Bir kere, Başbakan Tayyip Erdoğan’dan, Türk siyasetinin "açıkgöz ve karizmatik büyük baronu" olarak söz ediliyor.

Demek ki Erdoğan’ın artık, "zenci", "ezilmiş" gibi popülist sıfatlarla ifade edilemeyecek bir imajı oluşmuş.

O zaman şunu da söyleyebiliriz:

Bugüne kadar başkalarını aşağılamak için kullandığı "elit" sınıfının yeni üyelerinden biri haline gelmiş.

Öyle değilse bile öyle görülüyor.

Yazıda, Erdoğan’la ilgili çok önemli şöyle bir cümle daha var:

"Hükümet etmeye başlamasından itibaren gücünü kayırmacılık yönünde kullandı ve AKP yanlısı, dinsel bakımdan muhafazakár geçmişe sahip insanların bakanlıklarla devlet dairelerine akını giderek büyüdü."

Bunu yapanlar için çok da ağır bir ifade kullanılmış:

"İstilacılar..."

Ardından şu cümle geliyor ki o da çok ağır:

"Bakanlıkları tekeline alma girişimi, hele AKP’nin gerçek niyetinin Türkiye’yi yavaş yavaş İslamileştirmek olduğu yönündeki kuşkular göz önüne alındığında, hiç de akılcı değildi. Cumhurbaşkanlığı meselesi de, türban konusu da kuşkusuz başka zamana bırakılabilirdi."

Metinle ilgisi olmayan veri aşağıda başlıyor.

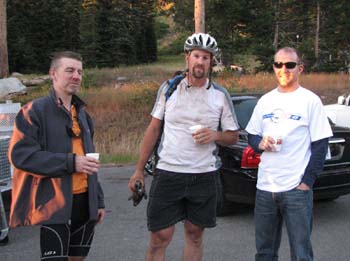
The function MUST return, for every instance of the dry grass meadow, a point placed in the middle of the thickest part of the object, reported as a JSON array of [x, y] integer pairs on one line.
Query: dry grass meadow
[[120, 100]]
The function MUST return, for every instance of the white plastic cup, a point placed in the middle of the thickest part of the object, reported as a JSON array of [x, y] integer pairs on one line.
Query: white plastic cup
[[93, 155], [195, 128], [278, 143]]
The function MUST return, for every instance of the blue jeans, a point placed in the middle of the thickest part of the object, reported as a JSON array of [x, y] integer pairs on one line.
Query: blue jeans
[[295, 208]]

Yazıda, devlet dairelerindeki kadrolaşmadan söz ediliyor.

Hiç kuşkunuz olmasın, bir süre sonra ekonominin her alanındaki nepotizm, yani "akraba ü taallukat yönetimi" de Batı’nın eleştiri oklarına hedef olacaktır.

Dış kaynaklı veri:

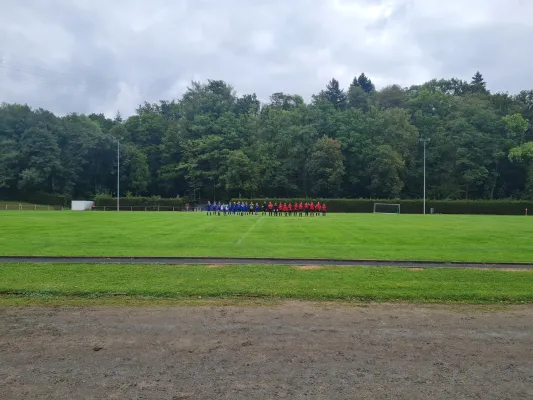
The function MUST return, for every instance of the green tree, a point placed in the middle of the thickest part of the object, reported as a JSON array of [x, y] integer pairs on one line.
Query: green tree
[[365, 83], [326, 167], [334, 94]]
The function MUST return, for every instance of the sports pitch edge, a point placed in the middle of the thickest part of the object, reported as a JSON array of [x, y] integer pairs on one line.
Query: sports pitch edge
[[259, 260]]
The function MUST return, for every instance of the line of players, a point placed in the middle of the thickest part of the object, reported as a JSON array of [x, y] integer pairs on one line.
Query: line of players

Çünkü Batı’yı Batı yapan değerlerin başında nepotizmle mücadele vardır ve akraba kayırmacılığı, geri kalmış ülkelere özgü bir hastalık olarak kabul edilir.

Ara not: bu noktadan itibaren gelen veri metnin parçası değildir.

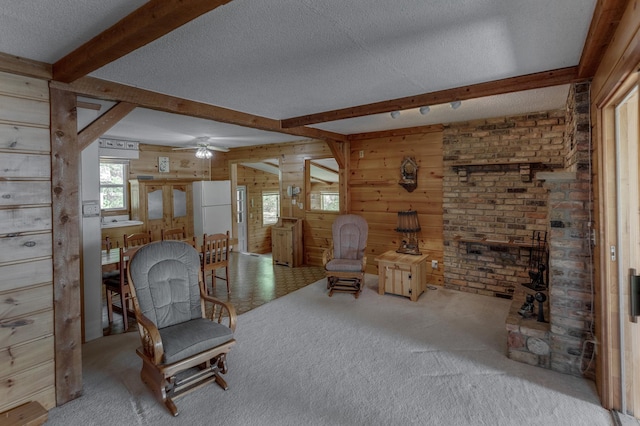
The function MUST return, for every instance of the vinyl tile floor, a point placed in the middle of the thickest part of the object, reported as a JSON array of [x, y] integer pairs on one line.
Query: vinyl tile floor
[[254, 281]]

O nedenle bu yazıyı önyargısız, kızmadan, öfkelenmeden okuyup ders çıkarmakta yarar var.

* * *

Peki hata yapan sadece Erdoğan ve AKP mi?

Yıllarca okuduğum sosyoloji bana bir şey öğretti.

Bir ülkede böylesine ağır bir siyasi kriz yaşanıyorsa, bunun mutlaka iki yanı vardır.

O nedenle sadece AKP’nin değil, herkesin, muhalefetin, medyanın, iş dünyasının da kendi kendine sorması gereken bir soru var.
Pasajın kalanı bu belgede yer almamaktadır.